Ebbene: dieci anni dopo, che risultati ha contribuito a raggiungere questa legge?

Secondo gli ultimi dati Istat, risultati molto positivi. Ad aprile 2025, la disoccupazione è scesa sotto il 6%; l'occupazione si è assestata al 62,7% (ancora lontana dalla media europea ma comunque record italiano); e anche la precarizzazione in realtà si è di molto arginata: tre anni fa erano a tempo o part-time il 17% dei contratti, ora solo il 13%. 

Ma tant'è: se vale la regola che nessuno è profeta a casa sua, per i promotori del referendum, il segretario della Cgil Maurizio Landini e la segretaria del Pd Elly Schlein in primis, non vale nemmeno più "fare l'americano", come volle fare Matteo Renzi all'epoca.

La legge che andava a regolamentare un mercato del lavoro più dinamico si chiama Jobs Act proprio volendo citare il pacchetto normativo che all'epoca promosse negli Stati Uniti il presidente Barack Obama. 

Questa foto Ansa immortala l'abbraccio dei promotori nell'ottobre del 2016.

E comunque: in Italia la si presentò anche con la denominazione di legge sul lavoro a tutele crescenti.

I punti del Jobs Act

Il principio cardine da cui prese le mosse la modernizzazione del mercato del lavoro è che il contratto di lavoro di base (e quello più conveniente per le aziende) doveva essere quello a tempo indeterminato. 

A differenza del passato, però, con la legge 81 si è previsto che le tutele dei lavoratori crescessero con l'andare degli anni e, di conseguenza, con un rapporto col proprio datore ormai consolidato.

Il nodo licenziamenti

In ogni caso, uno dei nodi della legge è che, dopo la Fornero, ha dato il colpo di grazia all'articolo 18 dello Statuto dei lavoratori, quello che dal 1970 vietava i licenziamenti senza giusta causa facendo ordinare ai giudici del lavoro il reintegro.

Il Jobs Act, invece, prevede il reintegro solamente in alcuni casi: il più delle volte, apre alle indennità.

A partire dal 7 marzo 2015, infatti, un neoassunto in un'impresa con più di 15 dipendenti, pur in presenza di un licenziamento individuale ingiustificato, non rientra in azienda la maggior parte delle volte.

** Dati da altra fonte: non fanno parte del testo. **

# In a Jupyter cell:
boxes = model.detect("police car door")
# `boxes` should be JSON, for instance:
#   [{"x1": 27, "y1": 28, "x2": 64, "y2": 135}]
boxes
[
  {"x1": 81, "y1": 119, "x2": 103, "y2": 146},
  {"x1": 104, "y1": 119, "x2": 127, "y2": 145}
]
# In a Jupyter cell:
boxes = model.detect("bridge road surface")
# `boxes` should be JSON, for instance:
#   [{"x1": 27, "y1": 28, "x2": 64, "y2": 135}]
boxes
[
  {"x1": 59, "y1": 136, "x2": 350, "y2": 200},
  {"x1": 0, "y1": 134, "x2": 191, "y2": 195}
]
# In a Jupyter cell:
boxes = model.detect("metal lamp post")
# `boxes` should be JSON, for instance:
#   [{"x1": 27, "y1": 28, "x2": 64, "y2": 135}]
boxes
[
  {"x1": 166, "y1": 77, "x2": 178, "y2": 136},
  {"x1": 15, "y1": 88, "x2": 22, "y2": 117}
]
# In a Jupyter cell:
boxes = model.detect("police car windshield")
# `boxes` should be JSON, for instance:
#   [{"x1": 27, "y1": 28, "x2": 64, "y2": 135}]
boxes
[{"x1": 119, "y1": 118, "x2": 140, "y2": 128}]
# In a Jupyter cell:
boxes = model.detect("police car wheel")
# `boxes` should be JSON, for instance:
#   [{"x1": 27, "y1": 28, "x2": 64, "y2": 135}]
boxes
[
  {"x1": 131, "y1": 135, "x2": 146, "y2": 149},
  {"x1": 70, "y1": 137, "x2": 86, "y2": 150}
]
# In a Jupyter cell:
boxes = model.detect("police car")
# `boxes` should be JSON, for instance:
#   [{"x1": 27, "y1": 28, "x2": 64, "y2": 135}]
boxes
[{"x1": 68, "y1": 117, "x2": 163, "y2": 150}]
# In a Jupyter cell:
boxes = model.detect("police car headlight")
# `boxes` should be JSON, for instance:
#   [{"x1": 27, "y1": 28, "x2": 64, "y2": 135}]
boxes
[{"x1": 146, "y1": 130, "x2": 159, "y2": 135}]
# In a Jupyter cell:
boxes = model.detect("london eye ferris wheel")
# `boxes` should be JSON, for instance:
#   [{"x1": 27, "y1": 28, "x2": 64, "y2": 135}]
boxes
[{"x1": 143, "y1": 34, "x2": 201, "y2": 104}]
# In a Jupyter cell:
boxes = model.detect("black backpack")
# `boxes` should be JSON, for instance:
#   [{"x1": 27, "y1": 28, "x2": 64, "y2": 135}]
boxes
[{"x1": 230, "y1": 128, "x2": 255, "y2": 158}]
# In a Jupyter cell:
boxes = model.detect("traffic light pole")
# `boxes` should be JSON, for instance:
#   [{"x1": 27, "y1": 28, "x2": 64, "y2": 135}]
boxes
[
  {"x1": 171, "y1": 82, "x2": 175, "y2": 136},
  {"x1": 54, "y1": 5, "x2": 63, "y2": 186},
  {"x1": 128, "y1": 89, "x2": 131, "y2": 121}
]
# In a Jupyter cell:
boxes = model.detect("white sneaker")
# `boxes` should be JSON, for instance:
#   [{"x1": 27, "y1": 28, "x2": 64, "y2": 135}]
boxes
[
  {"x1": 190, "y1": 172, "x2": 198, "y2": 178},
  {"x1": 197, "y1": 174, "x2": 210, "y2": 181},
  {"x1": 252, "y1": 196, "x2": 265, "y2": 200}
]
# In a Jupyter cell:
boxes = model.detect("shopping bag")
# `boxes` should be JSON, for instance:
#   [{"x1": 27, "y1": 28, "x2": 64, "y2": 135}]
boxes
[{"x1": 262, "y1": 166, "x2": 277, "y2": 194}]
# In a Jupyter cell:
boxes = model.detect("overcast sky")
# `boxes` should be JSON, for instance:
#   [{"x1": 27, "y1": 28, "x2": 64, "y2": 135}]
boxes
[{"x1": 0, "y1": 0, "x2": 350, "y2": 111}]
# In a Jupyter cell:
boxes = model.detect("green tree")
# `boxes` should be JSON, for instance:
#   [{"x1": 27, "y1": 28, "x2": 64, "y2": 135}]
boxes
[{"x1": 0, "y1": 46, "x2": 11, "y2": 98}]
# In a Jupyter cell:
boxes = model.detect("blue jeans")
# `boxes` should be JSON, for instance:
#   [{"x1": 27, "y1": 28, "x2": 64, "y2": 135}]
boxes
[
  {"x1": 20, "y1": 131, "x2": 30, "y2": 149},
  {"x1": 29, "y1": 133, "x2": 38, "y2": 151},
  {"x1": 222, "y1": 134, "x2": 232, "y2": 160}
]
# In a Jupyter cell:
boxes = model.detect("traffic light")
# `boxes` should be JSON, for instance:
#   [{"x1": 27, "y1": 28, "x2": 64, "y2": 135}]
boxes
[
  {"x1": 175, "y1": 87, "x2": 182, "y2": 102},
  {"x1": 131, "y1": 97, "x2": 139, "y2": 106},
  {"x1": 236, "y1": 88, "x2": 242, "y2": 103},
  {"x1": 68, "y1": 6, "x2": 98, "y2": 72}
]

Il contratto a tutele crescenti ha introdotto due regimi di tutela per il licenziamento individuale: in caso di giutificato motivo oggettivo, come la soppressione della posizione lavorativa per una ristrutturazione aziendale, se è accertato come illegittimo, il lavoratore non rientra in azienda ma ha un'indennità risarcitoria pari a due mensilità per ogni anno di servizio (non inferiore a 6 mesi e non superiore a 36).

Il reintegro sul posto di lavoro è limitato ai licenziamenti discriminatori e a quelli per provvedimento disciplinare o giustificato motivo soggettivo illegittimi per insussistenza del fatto materiale. 

Le vertenze di lavoro individuali

In ogni caso: per capire su quante persone impatterà l'esito del referendum dell'8 e 9 giugno, si stima che, dieci dopo l'entrata in vigore del Jobs Act, siano già 3,5 milioni i lavoratori nel regime post-7 marzo 2015. E che le controversie di lavoro siano in notevole aumento.

Nel 2024, in tutti i tribunali italiani se ne sono contate 314.288, l'11,7% in più. Nel settore privato, le liti giudiziarie sono passate da 7.349 del 2022 a 10.564 del 2024.